Cyriaque Gonda et Mme

 


BANGUI (Xinhua) Mercredi 19 décembre 2012 | 20:42- Le président du Parti national pour un Centrafrique nouveau (PNCN), un parti de la majorité présidentielle, Cyriaque Gonda a condamné mercredi au cours d'un point de presse, les attaques des dissidents des groupes armés de l'Union des forces démocratiques pour le rassemblement (UFDR) et de la Convention des patriotes pour la justice et la paix (CPJP) dans le nord-est qui mettent la paix, la stabilité et la sérénité de la population à rude épreuve, depuis plus d'une semaine.


  « En tant qu'ancien ministre d'Etat en charge du processus de paix, en tant que président du PNCN, j'exprime ici notre condamnation la plus ferme. Nous condamnons avec vigueur cette menée meurtrière des fils du pays contre leur propre pays avec comme alliés, des étrangers du Soudan ou d'une partie des autres pays.
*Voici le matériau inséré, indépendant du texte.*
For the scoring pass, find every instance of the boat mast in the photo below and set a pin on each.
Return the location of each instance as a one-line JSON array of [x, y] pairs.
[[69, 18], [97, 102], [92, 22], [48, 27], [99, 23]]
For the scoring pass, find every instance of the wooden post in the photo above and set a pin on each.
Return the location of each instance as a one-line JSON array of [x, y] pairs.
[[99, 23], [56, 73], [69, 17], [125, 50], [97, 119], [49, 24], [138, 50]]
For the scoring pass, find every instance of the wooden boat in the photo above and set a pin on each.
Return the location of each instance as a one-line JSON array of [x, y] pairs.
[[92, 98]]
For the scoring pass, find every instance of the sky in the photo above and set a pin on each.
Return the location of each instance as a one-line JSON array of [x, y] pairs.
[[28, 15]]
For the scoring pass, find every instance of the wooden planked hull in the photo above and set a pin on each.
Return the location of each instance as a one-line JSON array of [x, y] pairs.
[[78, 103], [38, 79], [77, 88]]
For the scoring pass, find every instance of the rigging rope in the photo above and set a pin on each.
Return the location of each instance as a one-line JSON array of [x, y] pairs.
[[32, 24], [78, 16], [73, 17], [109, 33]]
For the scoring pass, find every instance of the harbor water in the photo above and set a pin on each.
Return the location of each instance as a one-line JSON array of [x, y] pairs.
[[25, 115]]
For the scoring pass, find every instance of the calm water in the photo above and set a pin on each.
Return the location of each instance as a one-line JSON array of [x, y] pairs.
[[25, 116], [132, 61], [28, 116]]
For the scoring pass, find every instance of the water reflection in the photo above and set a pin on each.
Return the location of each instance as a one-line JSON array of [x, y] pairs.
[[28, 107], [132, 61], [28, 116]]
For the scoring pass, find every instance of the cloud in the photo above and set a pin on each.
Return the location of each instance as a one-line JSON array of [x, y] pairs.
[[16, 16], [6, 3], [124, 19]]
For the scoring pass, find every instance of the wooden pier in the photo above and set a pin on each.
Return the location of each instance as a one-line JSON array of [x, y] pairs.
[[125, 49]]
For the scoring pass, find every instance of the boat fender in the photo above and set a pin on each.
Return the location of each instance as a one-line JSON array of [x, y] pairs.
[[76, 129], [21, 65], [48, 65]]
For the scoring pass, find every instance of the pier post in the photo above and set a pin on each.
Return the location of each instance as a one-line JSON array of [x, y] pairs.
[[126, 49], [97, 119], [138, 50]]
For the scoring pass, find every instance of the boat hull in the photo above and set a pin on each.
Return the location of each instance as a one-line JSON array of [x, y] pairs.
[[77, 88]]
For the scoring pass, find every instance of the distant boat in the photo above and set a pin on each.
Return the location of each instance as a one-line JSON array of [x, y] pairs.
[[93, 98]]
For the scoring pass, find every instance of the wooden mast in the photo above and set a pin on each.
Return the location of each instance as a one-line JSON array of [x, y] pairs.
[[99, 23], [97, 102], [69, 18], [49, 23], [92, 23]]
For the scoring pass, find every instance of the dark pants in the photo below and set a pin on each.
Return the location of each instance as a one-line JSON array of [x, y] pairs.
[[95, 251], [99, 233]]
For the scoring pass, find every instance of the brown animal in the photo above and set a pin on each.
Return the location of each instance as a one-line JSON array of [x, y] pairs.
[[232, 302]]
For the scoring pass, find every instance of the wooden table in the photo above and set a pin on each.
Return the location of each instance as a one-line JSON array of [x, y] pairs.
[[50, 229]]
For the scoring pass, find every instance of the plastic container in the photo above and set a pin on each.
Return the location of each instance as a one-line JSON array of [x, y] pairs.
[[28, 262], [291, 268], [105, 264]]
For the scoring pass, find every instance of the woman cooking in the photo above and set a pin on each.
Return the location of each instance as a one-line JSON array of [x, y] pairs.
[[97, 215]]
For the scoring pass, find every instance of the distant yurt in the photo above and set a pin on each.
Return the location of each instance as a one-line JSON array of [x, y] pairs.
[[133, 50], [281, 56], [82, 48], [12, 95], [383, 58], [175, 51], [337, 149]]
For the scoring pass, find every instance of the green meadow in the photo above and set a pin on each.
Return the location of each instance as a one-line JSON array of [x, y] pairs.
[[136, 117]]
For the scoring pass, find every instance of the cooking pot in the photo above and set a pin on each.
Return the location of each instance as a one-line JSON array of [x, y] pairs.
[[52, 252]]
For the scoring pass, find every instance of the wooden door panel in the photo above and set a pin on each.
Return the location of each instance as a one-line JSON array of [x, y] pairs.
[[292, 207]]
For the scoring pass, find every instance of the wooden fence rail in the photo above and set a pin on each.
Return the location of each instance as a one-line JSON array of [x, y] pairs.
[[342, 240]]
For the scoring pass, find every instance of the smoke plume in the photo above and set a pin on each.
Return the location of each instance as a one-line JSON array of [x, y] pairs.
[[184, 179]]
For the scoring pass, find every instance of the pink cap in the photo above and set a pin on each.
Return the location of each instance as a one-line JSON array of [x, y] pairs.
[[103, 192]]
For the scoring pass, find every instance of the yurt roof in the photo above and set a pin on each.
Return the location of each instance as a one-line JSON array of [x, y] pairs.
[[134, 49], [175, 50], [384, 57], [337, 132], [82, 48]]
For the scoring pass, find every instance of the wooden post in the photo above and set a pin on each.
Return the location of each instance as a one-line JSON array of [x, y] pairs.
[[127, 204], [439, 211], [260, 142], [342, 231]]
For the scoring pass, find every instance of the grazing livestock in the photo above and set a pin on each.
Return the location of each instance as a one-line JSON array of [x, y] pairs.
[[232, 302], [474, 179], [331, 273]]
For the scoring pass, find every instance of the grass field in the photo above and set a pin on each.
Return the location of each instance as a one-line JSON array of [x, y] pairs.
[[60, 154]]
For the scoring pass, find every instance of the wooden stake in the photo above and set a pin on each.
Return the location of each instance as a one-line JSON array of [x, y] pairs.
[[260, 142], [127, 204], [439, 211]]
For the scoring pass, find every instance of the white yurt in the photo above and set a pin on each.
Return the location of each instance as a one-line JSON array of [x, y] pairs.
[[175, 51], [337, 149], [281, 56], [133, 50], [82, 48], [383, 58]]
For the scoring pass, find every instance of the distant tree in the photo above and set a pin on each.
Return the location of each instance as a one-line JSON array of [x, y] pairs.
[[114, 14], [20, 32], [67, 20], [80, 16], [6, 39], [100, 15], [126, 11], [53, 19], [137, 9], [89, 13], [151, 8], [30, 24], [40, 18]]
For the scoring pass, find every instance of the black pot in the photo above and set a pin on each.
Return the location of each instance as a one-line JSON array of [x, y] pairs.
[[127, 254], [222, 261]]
Nous pensons que la paix, le dialogue réclamés ne peuvent pas s'obtenir au bout du canon », dit-il.


Cyriaque Gonda, ancien ministre d'Etat qui avait représenté le gouvernement centrafricain dans les négociations avec les groupes rebelles et la signature des signatures des différents accords, a dit avoir été « peiné de voir une fois encore l'image sinistre » des événements de 2006-2007, avec l'entrée de l'UFDR. Il réfute l'argument de la coalition des groupes rebelles selon lequel les termes de l'Accord global de paix de Libreville n'auraient pas été respectés par le gouvernement.


« En ma qualité de négociateur et signataire de l'Accord global de Libreville, de négociateur et signataire du document cadre du désarmement, d'organisateur du Dialogue politique inclusif (2008) et responsable du processus de paix à l'époque, je me porte à faux par rapport à la justification de M. Djotodja et ses alliés avec lesquels j'ai eu à négocier personnellement au Benin. Je me porte à faux quant à cette justification qui consiste à dire que l'Accord global de paix de Libreville a été violé », indique M. Gonda.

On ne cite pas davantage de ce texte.